Da tale sostanziale premessa ne discendeva una violazione dell’art. 28 GDPR (per aver fatto ricorso ai procacciatori in relazione ad attività di trattamento di dati personali di titolarità di Wind Tre senza che quest’ultima ne fosse informata e, ancora, per non aver posto in capo ai procacciatori i medesimi obblighi in materia di protezione dei dati personali che Merlini aveva nei confronti di Wind Tre) e dell’art. 29 GDPR (per aver consentito che i predetti trattamenti fossero svolti da soggetti che non hanno ricevuto dal titolare del trattamento le necessarie istruzioni).

Sul punto il Garante non ha accolto la difesa di Merlini, a mente della quale il procacciatore sarebbe da ritenersi quale autonomo titolare, operando sul mercato come libero professionista in ricerca di potenziali clienti.

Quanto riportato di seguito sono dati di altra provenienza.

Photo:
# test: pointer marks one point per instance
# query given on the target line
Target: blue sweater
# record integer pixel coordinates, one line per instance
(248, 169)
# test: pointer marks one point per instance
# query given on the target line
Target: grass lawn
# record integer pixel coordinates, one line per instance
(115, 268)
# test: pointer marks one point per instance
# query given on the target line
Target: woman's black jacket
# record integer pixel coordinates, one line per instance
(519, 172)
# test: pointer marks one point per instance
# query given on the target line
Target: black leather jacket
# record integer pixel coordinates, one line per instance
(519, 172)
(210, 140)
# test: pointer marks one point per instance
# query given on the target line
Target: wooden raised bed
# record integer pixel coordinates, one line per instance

Il Garante, infatti, riteneva che tale argomentazione dovesse soccombere dinanzi alla sussistenza di elementi oggettivamente contrastanti quali la spendita del nome del titolare da parte del call center, nonché l’accesso da parte di quest’ultimo a dati di titolarità di Wind Tre mediante utilizzo di credenziali che dovevano rimanere nell’esclusiva disponibilità di Merlini.

A tanto si aggiunga che, in base a quanto stabilito dall’art. 1, comma 11, della Legge n. 5/2018, Merlini fosse da ritenersi responsabile anche delle condotte poste in essere dalla società Alessandro Corbelli Sunrise s.r.l.s. in violazione delle disposizioni della predetta legge.

Alla luce di quanto sopra, il Garante Privacy ingiungeva a Merlini di porre rimedio alla descritta situazione di illiceità nei riguardi dei procacciatori e, tra le alte misure imposte, prevedeva altresì il pagamento della somma di euro 200.000,00 a titolo di sanzione amministrativa per le irregolarità complessivamente riscontrate, pari all’1% della sanzione massima edittale.